2013 December/January (Hard Copy)

2013 December/January (Hard Copy)

$ 6.99

Letter from the Editor As we’re coming into the new year, a lot of us will reflect on this last year to take inventory of how things went, what we did, or didn’t, accomplish and if we’re happy with how our lives are moving along. Inevitably, this results in the creation of some New Year’s Resolutions - we’re going to lose weight, be healthier, build a better body, pay more attention to our loved ones, keep the house clean ALL the time, never be late to anything, always be in a super positive mood, never stress, go to bed at 8pm (right after a warm, home-cooked meal at the table with our loved ones of course) and the list goes on and on. Unfortunately, the vast majority of those who make these resolutions will fail to continue them past the first few weeks of the bright and shiny new year. Eventually, that “new car smell” is going to fade. And, when it does, we feel like failures for bit, then settle right back into our old habits (pg. 56). But, my friends, this cycle of inflated motivation, broken resolutions, and feelings of failure doesn’t have to continue this year. Because this year, we’re going to look at things a bit different. This year we’re going to slow down and roll into the brand new year from a slightly different direction. Lucky for you, I’ve mapped out a nice, clean, 3 step path to help guide you away from those dangerous “take on the entire world” (pg. 74) resolution lists.

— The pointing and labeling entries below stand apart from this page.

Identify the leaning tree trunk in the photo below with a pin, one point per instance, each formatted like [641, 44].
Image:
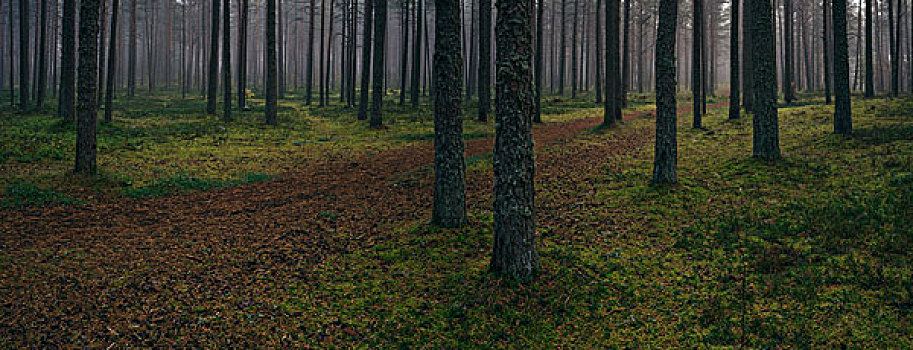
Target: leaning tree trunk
[484, 59]
[515, 254]
[366, 60]
[24, 32]
[112, 63]
[734, 94]
[213, 79]
[449, 165]
[87, 108]
[766, 140]
[377, 93]
[66, 100]
[272, 81]
[226, 61]
[665, 158]
[843, 122]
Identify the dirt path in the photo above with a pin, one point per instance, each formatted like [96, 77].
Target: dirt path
[132, 271]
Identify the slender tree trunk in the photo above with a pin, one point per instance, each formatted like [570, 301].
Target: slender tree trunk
[24, 33]
[212, 90]
[540, 18]
[484, 59]
[734, 84]
[626, 54]
[88, 84]
[66, 102]
[869, 70]
[696, 64]
[226, 60]
[766, 135]
[515, 254]
[42, 76]
[417, 53]
[242, 54]
[366, 60]
[272, 81]
[378, 92]
[310, 65]
[112, 63]
[828, 52]
[449, 165]
[665, 157]
[843, 123]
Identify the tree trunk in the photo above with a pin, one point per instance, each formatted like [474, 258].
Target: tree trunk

Waypoint #1 - Become a proficient single-tasker.
Regardless of what some people say, you can’t do it all. And, it’s ok not to. While a lot of us, myself included, like to believe we are the best at juggling numerous things at the same time, the fact is, multi-tasking accomplishes nothing, other than allowing you the opportunity to not fully enjoy multiple things at one time. To really find enjoyment in something, or be successful with it, you need to hone your ability to focus on one thing at a time.

Waypoint #2 - Eyes on your own paper.
Stop comparing yourself to others. Use them as motivation, but recognize that your idea/vision of health may be different than theirs. If it is, yet you keep trying to attain their vision, you will never be happy. Find that “sweet spot” that works for you (pg. 65) and run with it.

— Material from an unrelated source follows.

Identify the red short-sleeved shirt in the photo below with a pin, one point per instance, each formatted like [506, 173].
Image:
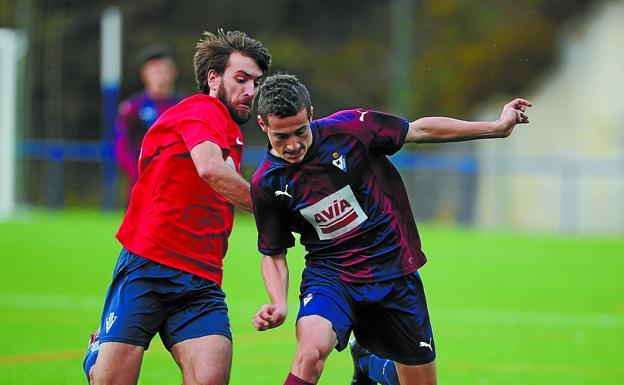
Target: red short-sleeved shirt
[175, 218]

Waypoint #3 - Small steps are easier on the legs.
Start with the small things (turn off the TV at night and read, try one new thing every week (pg. 60), play with the kids for just 10 minutes every day), and, eventually, it will all add up. No matter how hard you try, you’re not going to go from Person A to brand-new Person Z overnight. If the challenge is to walk a mile and you say, “I’ll only go this mile if I can jump it in a single bound,” obviously you’re going to eventually give up and write it off as a failure. However, if you just start walking, no matter how small your steps, you’ll get there eventually. Remember, real, tangible change comes from being, and doing, things that make you uncomfortable (pg. 52). The good thing is that you can determine the level of discomfort that works for you so that when you arrive at your destination, you may be a little rattled, but you’re happier, healthier and more content for it.